The Best in Pulmonary Medicine

Nicholas J. Gross, MD, PhD


January 19, 2011

In This Article

Neuromuscular Blockers in Early Acute Respiratory Distress Syndrome

Papazian L, Forel JM, Gacouin A, et al; ACURASYS Study Investigators
N Engl J Med. 2010;363:1107-1116

Study Summary

Acute respiratory distress syndrome (ARDS) requires mechanical ventilation in the intensive care unit (ICU) and has a high rate of mortality.[1] Because of the need for intubation as an integral part of management, with consequent restlessness on the part of the patient, sedation is usually required. When sedation alone is inadequate, neuromuscular blockade is instituted.
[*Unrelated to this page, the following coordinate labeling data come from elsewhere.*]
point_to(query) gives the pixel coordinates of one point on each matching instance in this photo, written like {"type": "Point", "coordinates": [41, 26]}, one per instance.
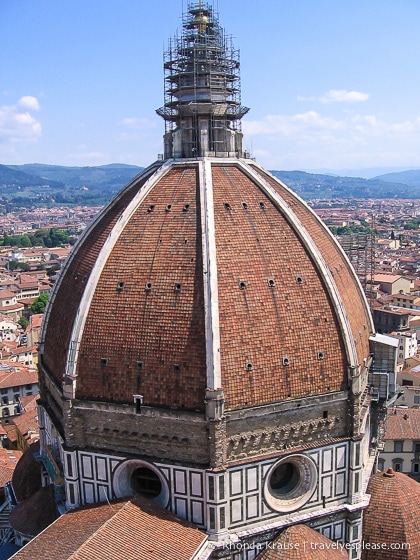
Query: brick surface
{"type": "Point", "coordinates": [341, 270]}
{"type": "Point", "coordinates": [152, 342]}
{"type": "Point", "coordinates": [62, 315]}
{"type": "Point", "coordinates": [261, 324]}
{"type": "Point", "coordinates": [300, 541]}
However, there has always been concern that the latter will compromise muscle activity and interfere with weaning if and when mechanical ventilation can be discontinued. An early trial of neuromuscular blockade unexpectedly showed that neuromuscular blockade for 48 hours was associated with a trend toward improved survival, but the trial was small.[2] The present study was conducted to examine this issue with adequate power and statistical rigor.

The multicenter, double-blind trial enrolled 340 patients with severe ARDS (partial pressure of arterial oxygen [PaO2]/fraction of inspired oxygen [FiO2] ratio < 150) with a positive end-expiratory pressure of 5 cm water or more and a tidal volume of 6-8 mL/kg of predicted body weight. Patients received all usual therapy and were randomly assigned to receive either the neuromuscular blocking agent cisatracurium besylate (Nimbex®) or placebo for the first 48 hours of treatment. The primary outcome was mortality over the next 90 days adjusted for predefined covariates and baseline differences.

At 90 days, the hazard ratio for mortality was 0.68 (95% confidence interval [CI], 0.48-0.98; P < .04) in favor of the cisatracurium group. Crude mortality was 31.6% in the cisatracurium group vs 40.7% in the placebo group. Secondary outcomes included increases in the number of ventilator-free days, the number of ventilator-free days outside the ICU, and a reduction in the incidence of barotrauma, all in favor of the cisatracurium group. The rate of paresis (using a measure of muscle strength on day 28) did not differ between groups.


This study is important because ARDS remains one of the most common indications for mechanical ventilation in the ICU and because the results run counter to our present understanding of the optimal management of this condition. Indeed, the trend over the last decade has been to minimize interventions by, for example, using less sedation, less intubation, lower tidal volumes, and earlier mobilization.[3,4] The mechanism of the effect of neuromuscular blockade is unknown. Is it associated with a reduction in oxygen consumption? Or improved patient-ventilator synchrony? Less ventilator-induced lung injury? Or another mechanism? However, if the results of this study are confirmed (and confirmation by others is necessary), there could be a substantial reduction in mortality using a relatively simple treatment. This could represent the first pharmacologic intervention to improve the outlook of ARDS and would signify a breakthrough in the management of this condition.

The latest figures indicate an incidence of ARDS in the United States of 190,600 cases per year, with a mortality of 74,500 or 40%. Thus, although mortality has declined since the syndrome was first recognized in the 1960s, it remains substantial. Since the institution of mechanical ventilation, positive end-expiratory pressure, and modest reduction in tidal volumes, no major therapeutic advances or dramatic reductions in mortality have occurred for many years.

The strengths of this study are the well designed, prospective protocol and the intention-to-treat analysis. The involvement of several study sites suggests that the results can be generalized to other ICUs. Because the trial's enrollment was limited to patients with severe ARDS, however, it is not certain that patients with milder ARDS would benefit. In fact, post hoc analysis of the present results suggested that the benefit of neuromuscular blockade was almost entirely confined to patients with the worst gas exchange, namely those with a PaO2/FiO2 ratio of < 120. Thus the results cannot be extrapolated to all patients with ARDS. Nor can it be assumed that other neuromuscular blocking agents or other administration protocols (eg, 24 hours of administration or use with other modes of ventilation) would be similarly beneficial. Such details will need to be determined by further studies. The editorial by Dr. Slutsky[5] that accompanies this article is well worth reading.